CNK's blog

Postgres Makes Scheduling Easy

At work, we need to build a scheduling system. We want to present the user with a list of possible dates - and then the possible slots on that date. I don’t want to have all the possible empty slots in the database so I thought I would have to build them procedurally using Python.

import calendar
from datetime import timedelta
from pytz import timezone as pytz_timezone

AVAILABLE_DAYS = ['Monday', 'Wednesday', 'Friday']
AVAILABLE_START_TIME = {'hours': 8, 'minutes': 0, 'timezone': 'UTC'}
# start + estimated duration must be earlier than this
AVAILABLE_END_TIME = {'hours': 20, 'minutes': 0, 'timezone': 'UTC'}

def possible_times(start_date, end_date, estimated_duration, granularity=60):
    '''
    Returns a list of times when a user may start a reservation between start_date and end_date (inclusive)
    By default reservations may start hourly from AVAILABLE_START_TIME onwards;
    you may adjust how frequently reservations may start by setting the 'granularity' (in minutes)
    '''
    possibles = []
    date = _first_slot(start_date)
    while date <= end_date:
        if not _is_possible_day(date):
            # skip this day
            date += timedelta(days=1)
            continue

        # find slots on day
        last_slot = _last_slot(date, estimated_duration)
        while date <= last_slot:
            possibles.append(date)
            date += timedelta(minutes=granularity)

        # go to next day
        date = _first_slot(date + timedelta(days=1))

    return possibles


# ############## helper methods #######################

def _is_possible_day(date, available_days=None):
    if not available_days:
        available_days = AVAILABLE_DAYS
    return calendar.day_name[date.weekday()] in available_days


def _first_slot(date, start_time=None):
    '''Returns the first slot of the day'''
    if not start_time:
        start_time = AVAILABLE_START_TIME
    first_slot = date.replace(hour=start_time['hours'],
                              minute=start_time['minutes'],
                              tzinfo=pytz_timezone(start_time['timezone']))
    return first_slot


def _last_slot(date, duration, end_time=None):
    if not end_time:
        end_time = AVAILABLE_END_TIME
    last_slot = date.replace(hour=end_time['hours'],
                             minute=end_time['minutes'],
                             tzinfo=pytz_timezone(end_time['timezone']))
    last_slot -= duration
    return last_slot

The code above loops over the days in the range - and then on available days, loops over the hours in that day and returns a list of datetimes.

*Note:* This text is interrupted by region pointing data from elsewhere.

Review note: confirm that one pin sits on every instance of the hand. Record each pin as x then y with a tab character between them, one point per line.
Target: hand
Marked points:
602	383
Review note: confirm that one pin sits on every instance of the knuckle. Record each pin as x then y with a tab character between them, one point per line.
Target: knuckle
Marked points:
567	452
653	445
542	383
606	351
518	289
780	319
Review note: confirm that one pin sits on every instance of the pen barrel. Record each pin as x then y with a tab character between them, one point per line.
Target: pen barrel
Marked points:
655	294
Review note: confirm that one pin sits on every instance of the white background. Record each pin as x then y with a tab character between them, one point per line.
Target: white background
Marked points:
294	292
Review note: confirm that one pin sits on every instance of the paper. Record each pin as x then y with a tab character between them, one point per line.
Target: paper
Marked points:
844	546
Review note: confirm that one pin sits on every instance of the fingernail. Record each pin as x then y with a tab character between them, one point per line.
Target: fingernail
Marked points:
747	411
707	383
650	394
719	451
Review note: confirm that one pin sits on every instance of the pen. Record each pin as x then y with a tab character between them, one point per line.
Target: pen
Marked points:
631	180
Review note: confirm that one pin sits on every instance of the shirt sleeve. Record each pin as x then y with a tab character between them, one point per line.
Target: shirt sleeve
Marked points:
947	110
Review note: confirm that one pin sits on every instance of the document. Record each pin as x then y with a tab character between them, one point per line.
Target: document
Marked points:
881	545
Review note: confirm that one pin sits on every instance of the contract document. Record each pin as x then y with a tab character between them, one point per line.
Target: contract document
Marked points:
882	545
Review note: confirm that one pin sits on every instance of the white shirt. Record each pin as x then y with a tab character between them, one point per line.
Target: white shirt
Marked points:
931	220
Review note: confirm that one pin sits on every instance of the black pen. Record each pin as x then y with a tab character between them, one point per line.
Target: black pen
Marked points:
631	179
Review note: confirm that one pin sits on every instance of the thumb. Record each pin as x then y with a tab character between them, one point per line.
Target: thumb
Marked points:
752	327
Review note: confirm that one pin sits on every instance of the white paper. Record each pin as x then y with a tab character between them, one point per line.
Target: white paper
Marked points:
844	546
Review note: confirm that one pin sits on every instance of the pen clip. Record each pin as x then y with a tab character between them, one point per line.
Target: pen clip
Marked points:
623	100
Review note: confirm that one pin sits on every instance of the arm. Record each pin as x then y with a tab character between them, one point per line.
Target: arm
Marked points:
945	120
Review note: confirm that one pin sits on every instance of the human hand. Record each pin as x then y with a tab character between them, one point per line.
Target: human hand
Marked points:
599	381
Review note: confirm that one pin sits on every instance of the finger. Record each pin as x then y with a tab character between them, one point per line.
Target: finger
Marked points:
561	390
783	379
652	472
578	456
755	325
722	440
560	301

There is a lot of ugly adding of Python timedelta objects and resetting the time to start iterating on a new day. It works - but the next step, eliminating slots that are already full, is going to be even uglier - lots of tedious “does this interval overlap with existing scheduled events”.

from datetime import datetime, timezone, timedelta
from django.test import TestCase
from ..utils import possible_times

class ReservationUtilsTests(TestCase):
    # ############### integration tests ##########################
    def test_no_possible_times_on_sunday(self):
        start_date = datetime(2017, 4, 30, hour=8, minute=0, tzinfo=timezone.utc)
        end_date = datetime(2017, 4, 30, hour=23, minute=0, tzinfo=timezone.utc)
        duration = 60  # in minutes
        slots = possible_times(start_date, end_date, duration)
        self.assertEqual(slots, [])

    def test_hourly_possible_times_end_earlier_if_takes_longer(self):
        start_date = datetime(2017, 4, 30, hour=8, minute=0, tzinfo=timezone.utc)
        end_date = datetime(2017, 5, 2, hour=23, minute=0, tzinfo=timezone.utc)
        expected = [datetime(2017, 5, 1, 8, 0, tzinfo=timezone.utc),
                    datetime(2017, 5, 1, 9, 0, tzinfo=timezone.utc),
                    datetime(2017, 5, 1, 10, 0, tzinfo=timezone.utc),
                    datetime(2017, 5, 1, 11, 0, tzinfo=timezone.utc),
                    datetime(2017, 5, 1, 12, 0, tzinfo=timezone.utc),
                    datetime(2017, 5, 1, 13, 0, tzinfo=timezone.utc),
                    datetime(2017, 5, 1, 14, 0, tzinfo=timezone.utc),
                    datetime(2017, 5, 1, 15, 0, tzinfo=timezone.utc),
                    datetime(2017, 5, 1, 16, 0, tzinfo=timezone.utc),
                    datetime(2017, 5, 1, 17, 0, tzinfo=timezone.utc),
                    datetime(2017, 5, 1, 18, 0, tzinfo=timezone.utc),
                    datetime(2017, 5, 1, 19, 0, tzinfo=timezone.utc),
                    ]
        slots = possible_times(start_date, end_date, estimated_duration=timedelta(minutes=60))
        self.assertEqual(len(slots), 12)
        self.assertEqual(slots, expected)
        slots2 = possible_times(start_date, end_date, estimated_duration=timedelta(minutes=120))
        self.assertEqual(len(slots2), 11)
        self.assertEqual(slots2, expected[0:11])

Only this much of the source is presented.